Majocchi's granuloma is a folliculitic and perifolliculitic dermatophyte infection of the dermis, a site that is not generally colonized by fungi in immunocompetent individuals. Topical agents are usually ineffective therapeutically because of the deep location of the infection. The objective of this study was to determine the effectiveness of oral itraconazole. We also examined the pharmacokinetics of the drug in scalp hair during pulse therapy. This information would then be useful in determining the efficacy of itraconazole administered by means of intermittent pulse dosing in the treatment of tinea capitis. Seven patients (age range 25-75 years) were treated up to three times with itraconazole pulse therapy, 200 mg twice daily for 1 week, with 2 weeks off between pulses. Samples of scalp hair and plasma were also obtained to determine the pharmacokinetics of the drug at these two sites. All seven patients responded to therapy, clinical and mycological cure being achieved after one pulse (one patient), two pulses (three patients), or three pulses (three patients, each with toenail onychomycosis); none relapsed over a 6-18-month follow-up period.
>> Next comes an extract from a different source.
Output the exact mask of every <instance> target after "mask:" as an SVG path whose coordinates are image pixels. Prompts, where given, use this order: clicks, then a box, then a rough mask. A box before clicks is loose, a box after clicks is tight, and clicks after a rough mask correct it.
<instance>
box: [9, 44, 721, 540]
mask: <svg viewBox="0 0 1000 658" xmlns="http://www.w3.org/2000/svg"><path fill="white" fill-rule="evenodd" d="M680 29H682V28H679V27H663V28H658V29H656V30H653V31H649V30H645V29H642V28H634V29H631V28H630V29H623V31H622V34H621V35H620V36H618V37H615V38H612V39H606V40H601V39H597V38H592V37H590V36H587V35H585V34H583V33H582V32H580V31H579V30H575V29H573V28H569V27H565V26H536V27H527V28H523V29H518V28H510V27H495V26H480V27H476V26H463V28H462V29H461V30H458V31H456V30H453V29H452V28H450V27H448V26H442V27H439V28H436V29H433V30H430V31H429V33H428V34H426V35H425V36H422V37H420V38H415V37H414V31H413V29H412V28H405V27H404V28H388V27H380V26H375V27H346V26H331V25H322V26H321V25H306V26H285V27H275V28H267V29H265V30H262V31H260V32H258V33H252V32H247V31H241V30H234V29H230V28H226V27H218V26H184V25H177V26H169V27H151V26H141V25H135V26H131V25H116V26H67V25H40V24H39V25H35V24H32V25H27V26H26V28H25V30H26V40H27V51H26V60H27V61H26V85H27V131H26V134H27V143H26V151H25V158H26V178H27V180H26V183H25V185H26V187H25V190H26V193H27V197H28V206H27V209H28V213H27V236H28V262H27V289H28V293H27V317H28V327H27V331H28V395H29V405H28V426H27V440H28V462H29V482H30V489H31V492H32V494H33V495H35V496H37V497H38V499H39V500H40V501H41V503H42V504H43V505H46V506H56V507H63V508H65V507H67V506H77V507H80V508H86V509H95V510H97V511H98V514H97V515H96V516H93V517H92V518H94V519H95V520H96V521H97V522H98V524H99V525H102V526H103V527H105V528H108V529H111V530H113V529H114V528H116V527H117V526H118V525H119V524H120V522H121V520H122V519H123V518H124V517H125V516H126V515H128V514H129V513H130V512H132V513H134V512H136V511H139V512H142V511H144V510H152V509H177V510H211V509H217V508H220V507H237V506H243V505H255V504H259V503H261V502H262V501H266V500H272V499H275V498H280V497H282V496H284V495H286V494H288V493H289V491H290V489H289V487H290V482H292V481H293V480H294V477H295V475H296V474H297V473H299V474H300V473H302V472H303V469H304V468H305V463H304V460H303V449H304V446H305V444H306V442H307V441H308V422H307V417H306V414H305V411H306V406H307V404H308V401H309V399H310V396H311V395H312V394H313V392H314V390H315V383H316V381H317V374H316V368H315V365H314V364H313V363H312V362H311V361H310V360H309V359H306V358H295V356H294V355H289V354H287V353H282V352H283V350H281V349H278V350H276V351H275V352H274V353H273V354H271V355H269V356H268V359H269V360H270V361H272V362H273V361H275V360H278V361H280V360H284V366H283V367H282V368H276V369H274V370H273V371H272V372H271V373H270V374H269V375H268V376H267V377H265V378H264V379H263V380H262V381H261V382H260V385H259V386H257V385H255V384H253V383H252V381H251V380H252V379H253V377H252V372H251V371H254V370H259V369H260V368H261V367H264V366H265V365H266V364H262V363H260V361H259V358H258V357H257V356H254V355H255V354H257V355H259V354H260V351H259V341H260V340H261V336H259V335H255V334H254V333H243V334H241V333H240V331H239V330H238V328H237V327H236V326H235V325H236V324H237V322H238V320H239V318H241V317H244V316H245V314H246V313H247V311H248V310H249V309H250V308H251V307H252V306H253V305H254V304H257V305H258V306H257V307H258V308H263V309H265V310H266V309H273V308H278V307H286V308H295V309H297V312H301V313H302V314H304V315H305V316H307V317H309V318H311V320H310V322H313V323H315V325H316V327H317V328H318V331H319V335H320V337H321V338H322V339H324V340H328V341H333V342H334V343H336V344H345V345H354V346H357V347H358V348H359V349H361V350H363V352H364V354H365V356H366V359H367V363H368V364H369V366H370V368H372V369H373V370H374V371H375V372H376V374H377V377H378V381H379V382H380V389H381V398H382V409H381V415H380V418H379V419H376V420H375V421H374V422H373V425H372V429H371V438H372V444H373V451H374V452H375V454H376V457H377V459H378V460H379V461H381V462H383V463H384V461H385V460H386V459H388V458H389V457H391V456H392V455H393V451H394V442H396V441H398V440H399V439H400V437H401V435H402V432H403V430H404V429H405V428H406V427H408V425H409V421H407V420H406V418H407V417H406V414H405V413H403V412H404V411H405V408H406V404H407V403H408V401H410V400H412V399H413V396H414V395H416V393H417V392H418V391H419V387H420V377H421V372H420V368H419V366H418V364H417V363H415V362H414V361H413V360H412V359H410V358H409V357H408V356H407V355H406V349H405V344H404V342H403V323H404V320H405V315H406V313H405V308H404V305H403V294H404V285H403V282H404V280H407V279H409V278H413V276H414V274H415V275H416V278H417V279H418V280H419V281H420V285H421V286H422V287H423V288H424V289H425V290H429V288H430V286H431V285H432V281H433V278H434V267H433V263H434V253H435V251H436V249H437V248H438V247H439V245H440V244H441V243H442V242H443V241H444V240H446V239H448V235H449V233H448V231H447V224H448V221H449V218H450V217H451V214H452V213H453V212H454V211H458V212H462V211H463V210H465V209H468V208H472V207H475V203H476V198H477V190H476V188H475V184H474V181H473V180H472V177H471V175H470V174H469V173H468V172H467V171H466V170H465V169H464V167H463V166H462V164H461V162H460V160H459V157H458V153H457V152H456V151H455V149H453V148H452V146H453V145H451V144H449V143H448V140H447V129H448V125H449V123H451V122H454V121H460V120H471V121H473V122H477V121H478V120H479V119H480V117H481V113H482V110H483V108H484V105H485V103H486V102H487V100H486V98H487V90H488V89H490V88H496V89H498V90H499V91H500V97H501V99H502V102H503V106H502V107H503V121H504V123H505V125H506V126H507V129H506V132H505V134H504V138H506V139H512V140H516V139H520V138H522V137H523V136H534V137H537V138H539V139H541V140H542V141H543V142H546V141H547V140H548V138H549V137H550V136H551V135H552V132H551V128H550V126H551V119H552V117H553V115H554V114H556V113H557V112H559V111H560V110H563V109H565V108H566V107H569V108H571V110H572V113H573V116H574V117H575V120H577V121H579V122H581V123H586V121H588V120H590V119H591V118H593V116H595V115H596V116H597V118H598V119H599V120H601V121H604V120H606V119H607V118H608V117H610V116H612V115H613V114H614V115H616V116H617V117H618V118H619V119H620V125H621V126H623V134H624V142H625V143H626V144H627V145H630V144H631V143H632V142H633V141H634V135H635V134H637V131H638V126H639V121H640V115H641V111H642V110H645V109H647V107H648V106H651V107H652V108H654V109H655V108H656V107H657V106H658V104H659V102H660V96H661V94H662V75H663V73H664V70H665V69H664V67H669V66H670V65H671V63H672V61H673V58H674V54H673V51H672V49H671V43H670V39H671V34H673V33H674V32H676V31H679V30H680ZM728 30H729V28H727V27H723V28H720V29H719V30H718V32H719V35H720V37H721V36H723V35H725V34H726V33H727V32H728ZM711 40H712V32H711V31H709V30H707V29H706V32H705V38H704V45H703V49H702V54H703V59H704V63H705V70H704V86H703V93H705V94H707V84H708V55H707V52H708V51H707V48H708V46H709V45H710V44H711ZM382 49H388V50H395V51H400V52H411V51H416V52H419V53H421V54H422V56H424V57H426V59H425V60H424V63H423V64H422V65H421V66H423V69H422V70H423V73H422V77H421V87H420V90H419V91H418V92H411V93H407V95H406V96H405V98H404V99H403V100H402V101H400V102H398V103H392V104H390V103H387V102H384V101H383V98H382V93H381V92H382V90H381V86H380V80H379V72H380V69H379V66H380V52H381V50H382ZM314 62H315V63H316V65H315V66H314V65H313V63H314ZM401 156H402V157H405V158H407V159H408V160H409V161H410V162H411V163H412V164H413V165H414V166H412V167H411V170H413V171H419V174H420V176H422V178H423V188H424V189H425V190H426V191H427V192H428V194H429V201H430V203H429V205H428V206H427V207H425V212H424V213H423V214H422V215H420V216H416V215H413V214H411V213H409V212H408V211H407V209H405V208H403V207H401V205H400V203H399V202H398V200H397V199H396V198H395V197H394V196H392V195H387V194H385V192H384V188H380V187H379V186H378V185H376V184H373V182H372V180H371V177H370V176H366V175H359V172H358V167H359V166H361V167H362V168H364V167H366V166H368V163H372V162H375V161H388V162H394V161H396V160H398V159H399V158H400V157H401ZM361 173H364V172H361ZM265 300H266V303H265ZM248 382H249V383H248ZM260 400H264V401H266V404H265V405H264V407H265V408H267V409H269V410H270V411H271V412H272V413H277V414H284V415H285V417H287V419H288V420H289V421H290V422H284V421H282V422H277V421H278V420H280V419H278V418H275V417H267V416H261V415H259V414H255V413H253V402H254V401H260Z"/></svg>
In all six patients who received two or more pulses of itraconazole, almost complete cure was observed before the second pulse, with full resolution within 2 weeks of its completion. Itraconazole was also detected in the hair after 1 week, and at concentrations 2.6-fold and 3.4-fold higher, respectively, after the second and third pulses. After the discontinuation of therapy, itraconazole was then detectable in the hair for 9 months, at least in a female patient who did not have her hair cut. Two pulses of oral itraconazole therapy thus appear to be effective in the treatment of Majocchi's granuloma, and it is possible that one pulse may be sufficient in some patients. These data suggest that itraconazole pulse therapy should be effective in the treatment of tinea capitis.

摘要

Majocchi 肉芽肿是一种真皮的毛囊性和毛囊周围性皮肤癣菌感染,在免疫功能正常的个体中,该部位通常不会被真菌定植。由于感染位置较深,局部用药通常治疗无效。本研究的目的是确定口服伊曲康唑的有效性。我们还研究了脉冲治疗期间该药物在头皮毛发中的药代动力学。这些信息将有助于确定间歇性脉冲给药的伊曲康唑治疗头癣的疗效。7 例患者(年龄范围 25 - 75 岁)接受了多达三次的伊曲康唑脉冲治疗,每日两次,每次 200 mg,共 1 周,脉冲之间间隔 2 周。还采集了头皮毛发和血浆样本,以确定该药物在这两个部位的药代动力学。所有 7 例患者对治疗均有反应,1 次脉冲治疗后(1 例患者)、2 次脉冲治疗后(3 例患者)或 3 次脉冲治疗后(3 例患者,均患有甲癣)实现了临床和真菌学治愈;在 6 - 18 个月的随访期内均无复发。在接受两次或更多次伊曲康唑脉冲治疗的所有 6 例患者中,在第二次脉冲治疗前几乎观察到完全治愈,在完成第二次脉冲治疗后 2 周内完全消退。1 周后在毛发中也检测到了伊曲康唑,在第二次和第三次脉冲治疗后,其浓度分别高出 2.6 倍和 3.4 倍。治疗停止后,至少在一名未剪发的女性患者中,毛发中可检测到伊曲康唑达 9 个月。因此,两次口服伊曲康唑脉冲治疗似乎对 Majocchi 肉芽肿有效,在某些患者中一次脉冲治疗可能就足够了。这些数据表明伊曲康唑脉冲治疗对头癣应该有效。